Until Wednesday, the Bank of Canada stood apart from peer central banks in not publishing some form of rate-decision meeting minutes. In a paper published last month, the bank’s own staff ranked it last among nine peer central banks for the depth and breadth of information released after rate announcements.

The bank had long maintained that its consensus form of decision-making made meeting minutes unnecessary. Governing council members don’t formally vote on monetary policy decisions, rather they offer opinions to the governor who has final decision-making authority. That is in contrast to the U.S. Federal Reserve, where monetary policy is decided based on votes by members of the Federal Open Market Committee.

Ultimately, the Bank of Canada changed its mind after a review of its transparency practices by the International Monetary Fund last year. The summary published Wednesday is considerably less detailed than Fed meeting minutes.

The document mostly reiterated comments made by Mr. Macklem in recent speeches and news conferences. Although the revelation that the central bank considered standing pat last month “suggests a more dovish tilt among governing council members than was previously appreciated,” Royce Mendes, head of macro strategy at Desjardins Capital Markets, wrote in a note to clients.

The central bank has raised interest rates eight times since last March in an effort to bring the highest inflation since the 1980s under control.

The governing council believes this campaign is working, the meeting summary shows. The annual rate of Consumer Price Index inflation fell to 6.3 per cent in December from a peak of 8.1 per cent in June. More importantly, shorter three-month comparisons suggest the “momentum in inflation is turning a corner,” the summary said.

Still, Mr. Macklem and his team remain wary of large price increases for services as well as rapid wage growth, which can feed into inflation.

“While several factors were combining to bring overall inflation down, council discussed the risk of it becoming stuck materially above the 2-per-cent target. Persistence in supply chain challenges, services price inflation, wage growth and inflation expectations could all keep inflation above the target. A rebound in oil prices could also push inflation back up again,” the summary said.

The bank’s decision to publish the meeting summary is part of a broader push to increase transparency, and comes at a time when the bank is under intense scrutiny for its failure to control inflation, and its subsequent aggressive rate-hike campaign.

“It is a step forward,” said Stephen Gordon, an economics professor at Laval University. “But I would have liked to see a bit more of the back-and-forth, for-and-against, and maybe some sense of just how much division or uncertainty there was.”
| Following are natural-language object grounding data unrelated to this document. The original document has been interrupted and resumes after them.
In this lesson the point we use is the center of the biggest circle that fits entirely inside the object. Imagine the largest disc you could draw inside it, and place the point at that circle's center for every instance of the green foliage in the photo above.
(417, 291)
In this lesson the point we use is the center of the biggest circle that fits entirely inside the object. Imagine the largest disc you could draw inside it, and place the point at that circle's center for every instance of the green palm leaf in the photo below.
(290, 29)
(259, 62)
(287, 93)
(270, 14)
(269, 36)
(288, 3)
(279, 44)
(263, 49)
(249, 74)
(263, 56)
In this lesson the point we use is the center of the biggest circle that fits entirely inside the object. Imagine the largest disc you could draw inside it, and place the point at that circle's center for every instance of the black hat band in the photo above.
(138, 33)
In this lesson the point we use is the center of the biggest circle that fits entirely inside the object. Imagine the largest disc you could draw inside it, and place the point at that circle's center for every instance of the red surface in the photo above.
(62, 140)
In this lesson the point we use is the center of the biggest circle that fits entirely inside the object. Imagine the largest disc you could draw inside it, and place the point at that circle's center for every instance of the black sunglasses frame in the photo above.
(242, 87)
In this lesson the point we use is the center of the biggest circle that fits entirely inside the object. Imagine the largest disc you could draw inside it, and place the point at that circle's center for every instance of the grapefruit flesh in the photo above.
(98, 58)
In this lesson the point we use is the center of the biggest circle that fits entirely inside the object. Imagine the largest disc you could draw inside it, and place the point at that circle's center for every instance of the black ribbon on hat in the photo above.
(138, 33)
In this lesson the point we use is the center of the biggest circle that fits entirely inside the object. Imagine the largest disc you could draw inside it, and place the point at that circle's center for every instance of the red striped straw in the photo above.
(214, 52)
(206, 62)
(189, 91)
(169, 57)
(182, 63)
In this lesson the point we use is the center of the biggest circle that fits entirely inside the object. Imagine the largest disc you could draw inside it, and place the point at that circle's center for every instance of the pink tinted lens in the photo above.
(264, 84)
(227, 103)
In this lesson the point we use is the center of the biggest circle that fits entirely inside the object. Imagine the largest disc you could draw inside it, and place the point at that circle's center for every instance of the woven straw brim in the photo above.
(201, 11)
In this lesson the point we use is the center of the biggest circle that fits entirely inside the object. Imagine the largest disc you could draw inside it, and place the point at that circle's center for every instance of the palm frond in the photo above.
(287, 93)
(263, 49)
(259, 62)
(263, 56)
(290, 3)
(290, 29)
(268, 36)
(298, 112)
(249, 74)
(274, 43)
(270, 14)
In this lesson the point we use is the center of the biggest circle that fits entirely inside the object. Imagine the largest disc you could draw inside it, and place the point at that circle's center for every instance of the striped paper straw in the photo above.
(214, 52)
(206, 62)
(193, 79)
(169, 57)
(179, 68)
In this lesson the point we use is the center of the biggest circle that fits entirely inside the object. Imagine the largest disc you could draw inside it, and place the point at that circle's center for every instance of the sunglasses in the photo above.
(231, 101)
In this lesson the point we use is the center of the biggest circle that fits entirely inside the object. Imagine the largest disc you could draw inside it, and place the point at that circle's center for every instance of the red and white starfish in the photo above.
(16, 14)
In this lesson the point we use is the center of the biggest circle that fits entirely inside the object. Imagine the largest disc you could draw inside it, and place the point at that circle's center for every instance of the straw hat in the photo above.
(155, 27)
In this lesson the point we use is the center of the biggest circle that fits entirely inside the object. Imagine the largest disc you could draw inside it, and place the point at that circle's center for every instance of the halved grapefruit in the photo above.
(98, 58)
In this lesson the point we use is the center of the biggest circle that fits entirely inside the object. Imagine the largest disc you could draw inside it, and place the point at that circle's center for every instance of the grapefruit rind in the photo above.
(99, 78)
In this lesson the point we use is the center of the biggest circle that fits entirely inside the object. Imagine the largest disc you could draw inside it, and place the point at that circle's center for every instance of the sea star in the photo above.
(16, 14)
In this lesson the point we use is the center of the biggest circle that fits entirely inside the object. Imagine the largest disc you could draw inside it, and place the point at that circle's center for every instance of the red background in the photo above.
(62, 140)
The bank has made other changes in the past year in an effort to increase transparency and change up how it makes decisions. It has expanded its public outreach, notably on social media, and begun publishing its surveys of market participants.

It also turned one of its four deputy governor positions into a rotating role, where deputies will serve shorter two-year terms and work only part-time for the central bank. Nicolas Vincent, an economics professor at HEC Montréal, will start in this new role in March.

While the meeting summary does not contain a lot of new information, it does reinforce some of the bank’s recent messaging about inflation and interest rates. The governing council is willing to raise interest rates again if inflation proves stickier than expected, but this is not its base-case scenario, and it would require an “accumulation of evidence” to hike again.

“The minutes do suggest that a rate hike in March is exceedingly unlikely, and even if data remains strong we doubt that the bank would feel it has enough evidence to move rates in April either,” Andrew Kelvin, Toronto-Dominion Bank’s chief Canada strategist, wrote in a note to clients.

“June and July are the riskier meetings in our view. That said, we continue to look for the BoC to remain on hold until January, 2024, at which point we expect rate cuts.”